The country house buyers, owners, inheritors and renovators of these interwar years fell into distinct camps. There were those who wanted country life but with all mod-cons, transforming old piles into sleek, modern party palaces complete with infinity pools and striking, racy interior décor, or building startling white and chrome Art Deco mansions to replace unfashionable, draughty Victorian piles that needed too much work doing to make them suitable for contemporary life. Then there were those, such as Lord Astor, with a romanticised view of the past, buying up tumble-down castles and Tudor and Jacobean mansions and restoring them brick-by-brick, taking delight in hunting for architectural salvage taken from the many houses being torn down during these years to recreate a historically authentic look.
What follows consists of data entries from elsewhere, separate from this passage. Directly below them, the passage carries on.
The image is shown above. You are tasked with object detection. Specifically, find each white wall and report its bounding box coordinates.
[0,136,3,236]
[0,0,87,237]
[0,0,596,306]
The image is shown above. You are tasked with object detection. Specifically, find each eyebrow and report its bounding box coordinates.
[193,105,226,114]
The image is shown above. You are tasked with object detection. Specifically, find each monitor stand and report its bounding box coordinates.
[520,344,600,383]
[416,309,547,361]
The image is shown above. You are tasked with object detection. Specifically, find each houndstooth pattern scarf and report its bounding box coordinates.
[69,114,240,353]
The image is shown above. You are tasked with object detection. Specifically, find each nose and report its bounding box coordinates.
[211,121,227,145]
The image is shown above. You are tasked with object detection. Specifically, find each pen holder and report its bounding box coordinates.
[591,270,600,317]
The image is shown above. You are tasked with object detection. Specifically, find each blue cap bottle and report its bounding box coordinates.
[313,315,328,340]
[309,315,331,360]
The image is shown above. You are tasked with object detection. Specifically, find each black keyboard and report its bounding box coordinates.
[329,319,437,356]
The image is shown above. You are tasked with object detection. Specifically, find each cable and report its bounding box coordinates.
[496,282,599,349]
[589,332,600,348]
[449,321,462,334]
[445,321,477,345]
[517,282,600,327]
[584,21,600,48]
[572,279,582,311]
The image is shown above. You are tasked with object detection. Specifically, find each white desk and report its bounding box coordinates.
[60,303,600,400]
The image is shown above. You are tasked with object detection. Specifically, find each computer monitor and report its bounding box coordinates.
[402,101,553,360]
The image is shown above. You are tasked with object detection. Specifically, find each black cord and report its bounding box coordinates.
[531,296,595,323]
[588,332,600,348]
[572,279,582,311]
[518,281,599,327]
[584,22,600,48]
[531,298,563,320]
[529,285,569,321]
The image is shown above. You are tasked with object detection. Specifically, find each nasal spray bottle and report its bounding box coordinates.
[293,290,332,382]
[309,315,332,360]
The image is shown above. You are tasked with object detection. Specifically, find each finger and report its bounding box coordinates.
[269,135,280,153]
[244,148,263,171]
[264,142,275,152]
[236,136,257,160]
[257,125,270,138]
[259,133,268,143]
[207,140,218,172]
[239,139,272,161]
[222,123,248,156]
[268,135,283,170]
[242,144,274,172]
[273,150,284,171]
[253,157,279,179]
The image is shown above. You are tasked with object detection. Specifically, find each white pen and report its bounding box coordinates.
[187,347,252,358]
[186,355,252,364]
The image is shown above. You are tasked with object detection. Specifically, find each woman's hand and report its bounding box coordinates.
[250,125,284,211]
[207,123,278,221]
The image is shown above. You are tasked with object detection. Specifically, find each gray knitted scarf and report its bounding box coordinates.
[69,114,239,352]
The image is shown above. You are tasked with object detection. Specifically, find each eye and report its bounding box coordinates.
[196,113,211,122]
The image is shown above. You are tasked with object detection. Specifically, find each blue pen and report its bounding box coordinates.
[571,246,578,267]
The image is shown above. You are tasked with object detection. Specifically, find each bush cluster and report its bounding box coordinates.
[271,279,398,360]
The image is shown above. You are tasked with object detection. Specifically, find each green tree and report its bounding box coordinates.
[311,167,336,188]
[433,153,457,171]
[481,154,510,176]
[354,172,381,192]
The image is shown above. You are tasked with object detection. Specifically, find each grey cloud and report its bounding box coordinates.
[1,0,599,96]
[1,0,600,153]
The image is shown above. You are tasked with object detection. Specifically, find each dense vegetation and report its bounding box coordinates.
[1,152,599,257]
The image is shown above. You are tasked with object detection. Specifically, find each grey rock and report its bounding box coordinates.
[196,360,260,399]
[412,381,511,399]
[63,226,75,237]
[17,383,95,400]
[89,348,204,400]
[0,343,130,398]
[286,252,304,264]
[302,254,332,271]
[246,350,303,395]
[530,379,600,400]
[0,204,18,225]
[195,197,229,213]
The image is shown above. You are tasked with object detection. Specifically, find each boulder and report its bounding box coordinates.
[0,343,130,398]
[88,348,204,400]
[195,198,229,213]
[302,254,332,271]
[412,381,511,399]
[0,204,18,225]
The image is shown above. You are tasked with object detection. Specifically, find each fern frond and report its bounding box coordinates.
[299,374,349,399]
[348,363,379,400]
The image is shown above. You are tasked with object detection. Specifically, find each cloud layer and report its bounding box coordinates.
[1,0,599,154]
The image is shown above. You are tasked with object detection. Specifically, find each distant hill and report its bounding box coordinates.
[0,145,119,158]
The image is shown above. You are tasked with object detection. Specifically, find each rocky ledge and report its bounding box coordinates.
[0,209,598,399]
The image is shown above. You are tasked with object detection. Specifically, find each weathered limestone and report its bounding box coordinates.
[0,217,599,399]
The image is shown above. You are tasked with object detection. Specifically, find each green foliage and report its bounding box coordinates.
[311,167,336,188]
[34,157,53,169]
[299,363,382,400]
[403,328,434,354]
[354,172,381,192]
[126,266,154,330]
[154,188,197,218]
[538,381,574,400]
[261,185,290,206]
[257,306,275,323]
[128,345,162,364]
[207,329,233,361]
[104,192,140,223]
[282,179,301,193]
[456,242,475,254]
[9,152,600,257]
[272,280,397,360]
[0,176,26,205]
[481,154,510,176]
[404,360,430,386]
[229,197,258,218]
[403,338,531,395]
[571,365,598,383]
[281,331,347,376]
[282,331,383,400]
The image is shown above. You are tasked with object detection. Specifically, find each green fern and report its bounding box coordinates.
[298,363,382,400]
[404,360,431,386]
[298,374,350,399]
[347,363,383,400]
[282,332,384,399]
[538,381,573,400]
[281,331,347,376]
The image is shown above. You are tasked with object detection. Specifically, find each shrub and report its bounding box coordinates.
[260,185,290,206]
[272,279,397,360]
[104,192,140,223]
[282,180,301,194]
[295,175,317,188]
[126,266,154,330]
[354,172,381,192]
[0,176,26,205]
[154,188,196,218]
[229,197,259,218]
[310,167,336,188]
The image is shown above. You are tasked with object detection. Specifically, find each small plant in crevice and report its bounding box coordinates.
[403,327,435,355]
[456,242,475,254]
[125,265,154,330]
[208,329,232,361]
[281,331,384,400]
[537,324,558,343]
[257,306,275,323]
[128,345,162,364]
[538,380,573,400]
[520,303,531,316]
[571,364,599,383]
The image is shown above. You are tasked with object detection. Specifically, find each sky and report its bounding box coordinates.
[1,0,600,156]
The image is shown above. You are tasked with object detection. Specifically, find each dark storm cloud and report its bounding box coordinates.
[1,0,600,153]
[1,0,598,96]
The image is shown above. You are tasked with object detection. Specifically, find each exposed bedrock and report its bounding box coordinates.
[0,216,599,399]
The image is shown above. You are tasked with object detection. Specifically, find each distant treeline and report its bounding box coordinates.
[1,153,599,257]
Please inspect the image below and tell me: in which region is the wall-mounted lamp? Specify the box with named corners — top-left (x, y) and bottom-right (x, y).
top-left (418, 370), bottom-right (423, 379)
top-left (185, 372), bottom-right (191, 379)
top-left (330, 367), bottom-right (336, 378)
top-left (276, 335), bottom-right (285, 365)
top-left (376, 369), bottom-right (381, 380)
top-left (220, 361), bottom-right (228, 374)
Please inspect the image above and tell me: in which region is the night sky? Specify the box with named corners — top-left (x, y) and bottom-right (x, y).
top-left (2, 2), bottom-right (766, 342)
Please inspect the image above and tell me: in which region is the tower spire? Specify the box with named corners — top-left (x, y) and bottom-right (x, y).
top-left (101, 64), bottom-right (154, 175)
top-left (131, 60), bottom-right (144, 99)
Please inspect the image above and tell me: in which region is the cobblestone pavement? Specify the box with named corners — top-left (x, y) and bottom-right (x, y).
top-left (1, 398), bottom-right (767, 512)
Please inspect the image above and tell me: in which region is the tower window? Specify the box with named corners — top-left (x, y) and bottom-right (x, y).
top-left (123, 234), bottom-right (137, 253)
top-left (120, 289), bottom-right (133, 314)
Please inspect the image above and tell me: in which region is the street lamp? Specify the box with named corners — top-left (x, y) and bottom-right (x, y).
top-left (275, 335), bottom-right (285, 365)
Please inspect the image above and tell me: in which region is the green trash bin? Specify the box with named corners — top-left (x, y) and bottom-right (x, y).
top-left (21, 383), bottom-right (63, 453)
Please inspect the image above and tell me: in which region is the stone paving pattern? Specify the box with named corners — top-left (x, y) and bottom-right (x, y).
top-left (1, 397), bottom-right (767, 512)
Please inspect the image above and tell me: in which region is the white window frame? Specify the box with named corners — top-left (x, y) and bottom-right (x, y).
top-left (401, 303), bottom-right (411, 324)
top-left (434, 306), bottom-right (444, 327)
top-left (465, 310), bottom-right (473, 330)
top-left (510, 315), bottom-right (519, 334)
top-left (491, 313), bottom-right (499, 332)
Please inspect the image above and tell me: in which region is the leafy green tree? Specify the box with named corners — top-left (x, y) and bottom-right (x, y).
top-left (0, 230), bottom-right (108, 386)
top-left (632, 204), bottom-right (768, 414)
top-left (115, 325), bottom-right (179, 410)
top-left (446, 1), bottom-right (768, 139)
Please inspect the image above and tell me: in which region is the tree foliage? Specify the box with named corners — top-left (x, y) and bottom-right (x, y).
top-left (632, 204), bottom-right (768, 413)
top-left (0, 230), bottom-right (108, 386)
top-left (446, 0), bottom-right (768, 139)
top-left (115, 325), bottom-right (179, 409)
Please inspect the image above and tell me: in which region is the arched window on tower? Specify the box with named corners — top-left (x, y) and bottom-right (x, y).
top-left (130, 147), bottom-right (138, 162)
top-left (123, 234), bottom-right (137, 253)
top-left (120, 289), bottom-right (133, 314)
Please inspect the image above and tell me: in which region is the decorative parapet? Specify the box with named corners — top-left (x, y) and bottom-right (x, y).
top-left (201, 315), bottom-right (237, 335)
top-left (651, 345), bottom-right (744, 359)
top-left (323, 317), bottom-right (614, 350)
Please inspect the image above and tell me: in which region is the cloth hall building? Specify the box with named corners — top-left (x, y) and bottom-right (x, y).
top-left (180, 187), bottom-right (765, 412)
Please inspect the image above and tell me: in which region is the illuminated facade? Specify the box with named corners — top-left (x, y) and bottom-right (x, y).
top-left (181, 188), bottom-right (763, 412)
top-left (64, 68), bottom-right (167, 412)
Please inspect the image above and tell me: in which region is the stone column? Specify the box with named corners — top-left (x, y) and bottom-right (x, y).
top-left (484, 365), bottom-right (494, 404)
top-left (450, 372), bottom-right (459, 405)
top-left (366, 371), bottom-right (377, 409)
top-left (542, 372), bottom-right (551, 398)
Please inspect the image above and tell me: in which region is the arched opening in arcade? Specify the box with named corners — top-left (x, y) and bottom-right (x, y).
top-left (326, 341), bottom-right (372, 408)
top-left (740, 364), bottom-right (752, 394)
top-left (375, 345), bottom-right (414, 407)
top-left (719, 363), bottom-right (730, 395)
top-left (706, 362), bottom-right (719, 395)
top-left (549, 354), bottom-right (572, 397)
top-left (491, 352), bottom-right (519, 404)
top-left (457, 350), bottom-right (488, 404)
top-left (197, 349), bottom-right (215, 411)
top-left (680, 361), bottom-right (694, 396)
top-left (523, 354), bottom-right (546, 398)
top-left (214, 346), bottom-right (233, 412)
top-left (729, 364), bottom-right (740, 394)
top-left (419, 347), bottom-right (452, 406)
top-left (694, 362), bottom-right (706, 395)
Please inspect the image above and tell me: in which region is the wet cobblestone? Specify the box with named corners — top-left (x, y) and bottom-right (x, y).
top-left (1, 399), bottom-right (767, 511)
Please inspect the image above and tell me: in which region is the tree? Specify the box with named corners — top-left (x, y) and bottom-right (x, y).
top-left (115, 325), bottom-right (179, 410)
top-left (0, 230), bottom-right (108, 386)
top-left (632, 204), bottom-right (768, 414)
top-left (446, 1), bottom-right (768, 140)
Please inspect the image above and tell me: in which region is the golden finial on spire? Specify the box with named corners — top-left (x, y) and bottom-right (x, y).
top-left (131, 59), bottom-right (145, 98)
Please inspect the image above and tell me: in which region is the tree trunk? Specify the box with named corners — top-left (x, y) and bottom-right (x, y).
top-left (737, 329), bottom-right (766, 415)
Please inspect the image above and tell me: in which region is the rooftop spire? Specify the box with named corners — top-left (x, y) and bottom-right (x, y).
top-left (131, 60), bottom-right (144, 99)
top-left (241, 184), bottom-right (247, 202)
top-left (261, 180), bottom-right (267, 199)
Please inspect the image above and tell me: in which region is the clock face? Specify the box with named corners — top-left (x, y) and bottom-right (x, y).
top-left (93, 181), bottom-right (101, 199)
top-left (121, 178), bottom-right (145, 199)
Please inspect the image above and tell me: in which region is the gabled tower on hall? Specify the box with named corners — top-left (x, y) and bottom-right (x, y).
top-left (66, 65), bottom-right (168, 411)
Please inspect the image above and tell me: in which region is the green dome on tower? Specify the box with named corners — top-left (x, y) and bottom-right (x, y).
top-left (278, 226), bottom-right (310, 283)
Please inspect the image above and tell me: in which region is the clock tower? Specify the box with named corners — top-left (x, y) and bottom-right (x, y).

Most often, however, there were people looking for a slice of country life on a pared-down scale, building manageably sized bolt-holes that allowed them to be lord-of-the-manor without having to look after tenants and keep half their rooms draped in dust sheets. They went to architects like Lutyens, who built some marvelous smaller stately homes in the inter-war years, in a mixture of Arts and Crafts and Neo Georgian styles that suited the nostalgia of the time.

From how country homes were designed and decorated to how the people who lived in them travelled, partied and adapted their pre-war ways of life to the post-war world, The Long Weekend covers every area of perceivable interest, in lavishly illustrated detail. Of course, it wasn’t all glitz and glamour; for all those people who were doing up and living it up in the inter-war years, there were plenty who were just about hanging on, making do with freezing rooms, no electricity, mold running down the walls and having to sell a painting every few months to pay the bills. I always find it fascinating when I go to a National Trust or English Heritage property, to see how properties were modernised – or not – during the twentieth century, and it’s always the bathrooms of the unmodernised ones that fill me with horror. Invariably absinthe green, with water-stained, chipped cast iron baths, toilets that look like something out of a horror movie, and a damp chill oozing from the walls, I can’t imagine what it must have been like to get up on a cold January morning and have to get ready in one of them! As lovely as some of the places Adrian Tinniswood describes must have been, I remember reading in Jessica Mitford’s Hons and Rebels about how impossible it was to sleep in most stately homes at the time, with central heating being largely nonexistent, and bedrooms so cold you could see your breath. If you weren’t one of the stately home owners in the pre-war period with bags of cash, I can imagine life was actually rather miserable!